Abstract : The technology of additive manufacturing has been a breakthrough in the field of biomedical engineering, and 4D printing is a paradigm shift because of the introduction of time in the constructs manufactured. The gap in the literature that this review fills is the absence of a synthetically-based, mechanistically-understood synthesis of smart materials, printing strategies, stimuli-sensitive processes, and biomedical implementation in 4D printing. In contrast to traditional 3D-printed non-biological constructs that are stationary, 4D-printed ones have dynamic shape-morphing properties in response to external stimuli, leading to never-before-seen functionality in tissue engineering, drug delivery, and implantable devices.
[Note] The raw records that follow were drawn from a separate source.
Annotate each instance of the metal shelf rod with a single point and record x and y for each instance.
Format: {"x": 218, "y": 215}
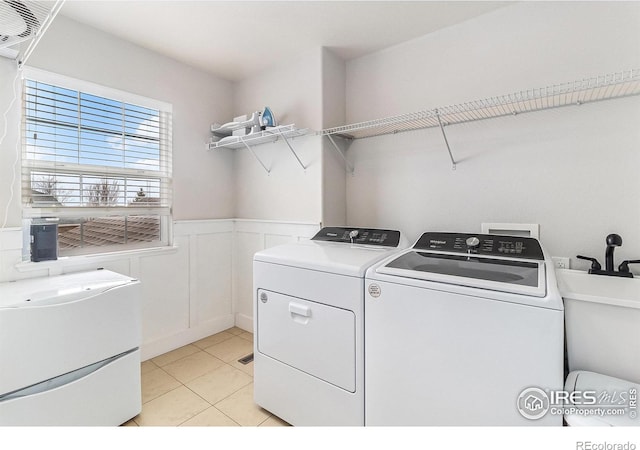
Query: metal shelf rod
{"x": 292, "y": 151}
{"x": 444, "y": 135}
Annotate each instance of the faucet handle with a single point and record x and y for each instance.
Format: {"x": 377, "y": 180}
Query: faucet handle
{"x": 595, "y": 265}
{"x": 624, "y": 266}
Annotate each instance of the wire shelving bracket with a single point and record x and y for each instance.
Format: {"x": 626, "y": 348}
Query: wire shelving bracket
{"x": 348, "y": 165}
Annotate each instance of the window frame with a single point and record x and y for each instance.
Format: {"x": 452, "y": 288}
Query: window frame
{"x": 164, "y": 173}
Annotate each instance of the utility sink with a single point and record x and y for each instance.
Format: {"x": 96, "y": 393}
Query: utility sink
{"x": 580, "y": 285}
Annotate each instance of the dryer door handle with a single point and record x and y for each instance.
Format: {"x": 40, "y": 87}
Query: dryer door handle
{"x": 301, "y": 310}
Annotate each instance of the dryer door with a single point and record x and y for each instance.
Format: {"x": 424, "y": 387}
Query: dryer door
{"x": 317, "y": 339}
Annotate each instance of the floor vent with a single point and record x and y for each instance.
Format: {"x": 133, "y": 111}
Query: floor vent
{"x": 247, "y": 359}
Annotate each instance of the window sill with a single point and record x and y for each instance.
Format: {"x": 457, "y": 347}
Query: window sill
{"x": 28, "y": 266}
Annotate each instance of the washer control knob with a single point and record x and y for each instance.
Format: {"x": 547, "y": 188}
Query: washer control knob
{"x": 473, "y": 242}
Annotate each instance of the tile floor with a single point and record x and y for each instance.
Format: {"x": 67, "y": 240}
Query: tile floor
{"x": 202, "y": 384}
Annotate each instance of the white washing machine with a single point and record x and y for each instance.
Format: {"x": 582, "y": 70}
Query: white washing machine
{"x": 463, "y": 329}
{"x": 308, "y": 325}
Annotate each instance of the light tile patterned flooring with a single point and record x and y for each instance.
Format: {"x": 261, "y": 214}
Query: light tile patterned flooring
{"x": 202, "y": 384}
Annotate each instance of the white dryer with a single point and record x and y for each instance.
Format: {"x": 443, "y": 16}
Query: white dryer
{"x": 463, "y": 329}
{"x": 308, "y": 325}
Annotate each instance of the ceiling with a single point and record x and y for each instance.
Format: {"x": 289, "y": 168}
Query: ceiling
{"x": 237, "y": 39}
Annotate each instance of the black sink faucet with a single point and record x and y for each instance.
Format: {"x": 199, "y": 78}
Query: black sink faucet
{"x": 613, "y": 241}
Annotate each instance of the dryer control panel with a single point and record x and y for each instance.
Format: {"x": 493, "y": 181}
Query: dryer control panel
{"x": 363, "y": 236}
{"x": 481, "y": 244}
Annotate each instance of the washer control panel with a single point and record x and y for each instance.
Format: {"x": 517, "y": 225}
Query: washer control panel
{"x": 481, "y": 244}
{"x": 363, "y": 236}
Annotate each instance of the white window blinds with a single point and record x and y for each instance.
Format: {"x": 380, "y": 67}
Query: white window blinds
{"x": 90, "y": 157}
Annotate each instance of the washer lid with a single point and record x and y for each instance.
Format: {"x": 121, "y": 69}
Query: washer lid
{"x": 525, "y": 277}
{"x": 340, "y": 258}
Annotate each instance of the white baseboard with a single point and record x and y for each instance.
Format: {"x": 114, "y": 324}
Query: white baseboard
{"x": 152, "y": 349}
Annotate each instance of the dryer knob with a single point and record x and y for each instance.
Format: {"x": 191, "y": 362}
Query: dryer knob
{"x": 473, "y": 242}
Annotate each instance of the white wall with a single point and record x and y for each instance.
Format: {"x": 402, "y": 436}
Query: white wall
{"x": 572, "y": 170}
{"x": 334, "y": 199}
{"x": 72, "y": 49}
{"x": 289, "y": 193}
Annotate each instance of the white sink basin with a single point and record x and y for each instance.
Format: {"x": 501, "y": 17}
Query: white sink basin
{"x": 580, "y": 285}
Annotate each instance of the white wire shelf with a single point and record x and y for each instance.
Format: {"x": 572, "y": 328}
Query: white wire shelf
{"x": 589, "y": 90}
{"x": 284, "y": 132}
{"x": 263, "y": 137}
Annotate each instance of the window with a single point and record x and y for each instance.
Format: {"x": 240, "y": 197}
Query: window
{"x": 97, "y": 163}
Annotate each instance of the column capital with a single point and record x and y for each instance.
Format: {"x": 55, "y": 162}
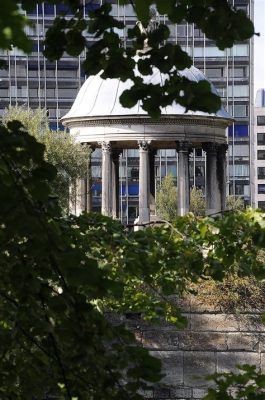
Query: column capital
{"x": 210, "y": 147}
{"x": 183, "y": 146}
{"x": 116, "y": 154}
{"x": 223, "y": 147}
{"x": 105, "y": 146}
{"x": 144, "y": 145}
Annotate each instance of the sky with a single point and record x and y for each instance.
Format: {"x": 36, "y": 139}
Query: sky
{"x": 259, "y": 45}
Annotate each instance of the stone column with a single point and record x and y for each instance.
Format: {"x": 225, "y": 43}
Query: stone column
{"x": 183, "y": 178}
{"x": 144, "y": 182}
{"x": 106, "y": 204}
{"x": 88, "y": 185}
{"x": 115, "y": 183}
{"x": 152, "y": 154}
{"x": 215, "y": 179}
{"x": 222, "y": 173}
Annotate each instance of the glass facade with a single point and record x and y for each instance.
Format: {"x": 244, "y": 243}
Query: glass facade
{"x": 35, "y": 82}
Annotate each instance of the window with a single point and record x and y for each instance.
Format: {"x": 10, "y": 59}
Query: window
{"x": 261, "y": 189}
{"x": 239, "y": 170}
{"x": 261, "y": 205}
{"x": 239, "y": 189}
{"x": 214, "y": 72}
{"x": 238, "y": 130}
{"x": 261, "y": 138}
{"x": 238, "y": 91}
{"x": 96, "y": 171}
{"x": 239, "y": 72}
{"x": 261, "y": 154}
{"x": 261, "y": 172}
{"x": 261, "y": 120}
{"x": 238, "y": 110}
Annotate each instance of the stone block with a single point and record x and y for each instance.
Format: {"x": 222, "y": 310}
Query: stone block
{"x": 227, "y": 361}
{"x": 197, "y": 366}
{"x": 202, "y": 307}
{"x": 251, "y": 323}
{"x": 214, "y": 323}
{"x": 244, "y": 342}
{"x": 166, "y": 340}
{"x": 202, "y": 341}
{"x": 181, "y": 393}
{"x": 172, "y": 366}
{"x": 199, "y": 393}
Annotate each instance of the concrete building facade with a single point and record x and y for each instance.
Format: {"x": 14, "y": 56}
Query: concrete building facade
{"x": 258, "y": 152}
{"x": 34, "y": 82}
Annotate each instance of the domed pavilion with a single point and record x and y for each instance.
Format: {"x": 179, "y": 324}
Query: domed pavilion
{"x": 98, "y": 119}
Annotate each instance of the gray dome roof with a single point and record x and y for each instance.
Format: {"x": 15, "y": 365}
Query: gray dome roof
{"x": 100, "y": 98}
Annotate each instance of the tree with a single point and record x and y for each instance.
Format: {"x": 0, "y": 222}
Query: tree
{"x": 197, "y": 202}
{"x": 235, "y": 203}
{"x": 217, "y": 19}
{"x": 67, "y": 156}
{"x": 58, "y": 274}
{"x": 167, "y": 200}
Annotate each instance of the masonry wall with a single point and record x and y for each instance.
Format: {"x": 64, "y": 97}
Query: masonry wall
{"x": 212, "y": 342}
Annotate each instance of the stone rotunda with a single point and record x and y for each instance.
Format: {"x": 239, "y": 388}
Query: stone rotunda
{"x": 98, "y": 119}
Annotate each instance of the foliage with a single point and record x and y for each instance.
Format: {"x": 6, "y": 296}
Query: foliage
{"x": 48, "y": 286}
{"x": 217, "y": 19}
{"x": 58, "y": 274}
{"x": 235, "y": 203}
{"x": 167, "y": 200}
{"x": 232, "y": 295}
{"x": 243, "y": 385}
{"x": 67, "y": 156}
{"x": 197, "y": 202}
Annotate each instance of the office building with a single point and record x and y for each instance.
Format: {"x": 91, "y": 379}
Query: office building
{"x": 259, "y": 151}
{"x": 35, "y": 82}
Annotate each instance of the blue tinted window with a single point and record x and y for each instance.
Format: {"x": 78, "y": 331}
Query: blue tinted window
{"x": 62, "y": 8}
{"x": 48, "y": 9}
{"x": 53, "y": 126}
{"x": 133, "y": 189}
{"x": 240, "y": 130}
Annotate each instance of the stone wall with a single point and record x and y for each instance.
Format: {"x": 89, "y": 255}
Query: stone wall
{"x": 212, "y": 342}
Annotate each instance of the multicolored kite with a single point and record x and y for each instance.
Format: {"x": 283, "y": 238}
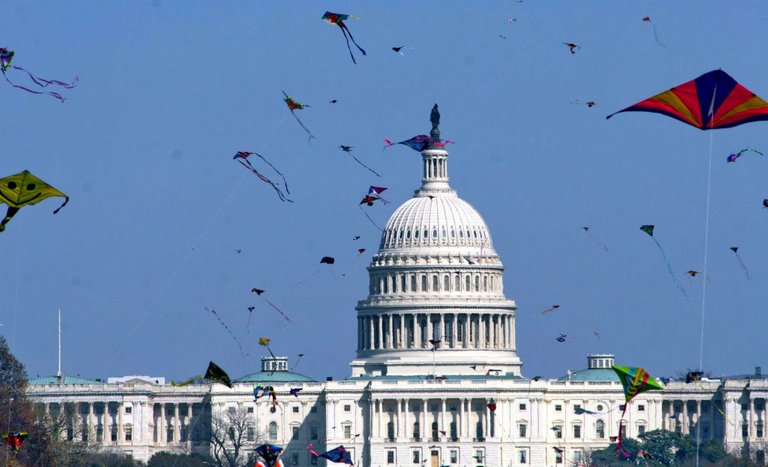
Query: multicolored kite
{"x": 338, "y": 20}
{"x": 24, "y": 189}
{"x": 338, "y": 454}
{"x": 419, "y": 142}
{"x": 713, "y": 100}
{"x": 271, "y": 455}
{"x": 242, "y": 158}
{"x": 5, "y": 62}
{"x": 294, "y": 105}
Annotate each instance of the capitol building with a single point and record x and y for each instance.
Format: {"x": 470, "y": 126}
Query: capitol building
{"x": 436, "y": 380}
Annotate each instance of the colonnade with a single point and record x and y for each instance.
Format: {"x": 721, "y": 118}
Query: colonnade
{"x": 453, "y": 330}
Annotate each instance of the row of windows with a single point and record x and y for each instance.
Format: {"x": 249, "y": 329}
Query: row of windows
{"x": 423, "y": 234}
{"x": 403, "y": 283}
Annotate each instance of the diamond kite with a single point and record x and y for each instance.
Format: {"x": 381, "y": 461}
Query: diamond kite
{"x": 24, "y": 189}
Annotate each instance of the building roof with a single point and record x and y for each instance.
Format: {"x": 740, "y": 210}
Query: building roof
{"x": 277, "y": 376}
{"x": 62, "y": 380}
{"x": 592, "y": 374}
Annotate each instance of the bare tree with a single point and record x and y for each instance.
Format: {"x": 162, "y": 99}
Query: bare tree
{"x": 233, "y": 434}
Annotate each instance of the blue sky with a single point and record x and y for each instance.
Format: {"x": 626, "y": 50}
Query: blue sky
{"x": 169, "y": 91}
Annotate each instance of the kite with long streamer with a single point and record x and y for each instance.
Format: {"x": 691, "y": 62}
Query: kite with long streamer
{"x": 338, "y": 20}
{"x": 649, "y": 230}
{"x": 6, "y": 56}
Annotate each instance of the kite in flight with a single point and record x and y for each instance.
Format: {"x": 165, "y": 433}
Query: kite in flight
{"x": 24, "y": 189}
{"x": 713, "y": 100}
{"x": 586, "y": 229}
{"x": 5, "y": 62}
{"x": 294, "y": 105}
{"x": 242, "y": 158}
{"x": 419, "y": 142}
{"x": 348, "y": 150}
{"x": 635, "y": 381}
{"x": 270, "y": 453}
{"x": 647, "y": 20}
{"x": 732, "y": 157}
{"x": 216, "y": 374}
{"x": 338, "y": 454}
{"x": 649, "y": 230}
{"x": 259, "y": 292}
{"x": 553, "y": 308}
{"x": 228, "y": 330}
{"x": 571, "y": 46}
{"x": 338, "y": 20}
{"x": 735, "y": 251}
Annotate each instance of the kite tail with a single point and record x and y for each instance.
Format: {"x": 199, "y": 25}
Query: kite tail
{"x": 46, "y": 82}
{"x": 66, "y": 200}
{"x": 8, "y": 215}
{"x": 743, "y": 266}
{"x": 669, "y": 268}
{"x": 302, "y": 125}
{"x": 50, "y": 93}
{"x": 372, "y": 221}
{"x": 309, "y": 448}
{"x": 370, "y": 169}
{"x": 344, "y": 28}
This is a methodical review of the intrinsic relationship between the structure of materials, compatibility with printing technology, and stimulus-response behaviour of shape memory polymers, alloys, hydrogels, ceramics, and liquid crystal elastomers. We offer quantitative relative schemes of printing methods (FDM, DIW, SLA, DLP, inkjet, SLS/SLM) and of the types of stimuli (thermal, photo, hydro, pH, electromagnetic, biological) that elucidate the deformation mechanisms and the response-time behavior and stability of cycling. Most importantly, we discuss multi-stimuli synergistic systems that are involved in complex physiological adaptation and the AI/ML-based inverse design and predictive modeling that is required to be translated into clinical contexts. The biocompatibility testing formats and the mechanical characterisation test procedures are thoroughly assessed to provide regulatory compliance. This combined analysis allows us to name the fundamental issues as interfacial bonding in multi-material printing, having tight control over deformation, scalability issues, and regulatory ambiguities, and it suggests strategic remedies. The review gives a systematic decision-making guide to the researchers and clinicians to select materials, optimize processes, and design applications, which will eventually expedite the clinical translation of 4D printing technology in various fields of biomedicine.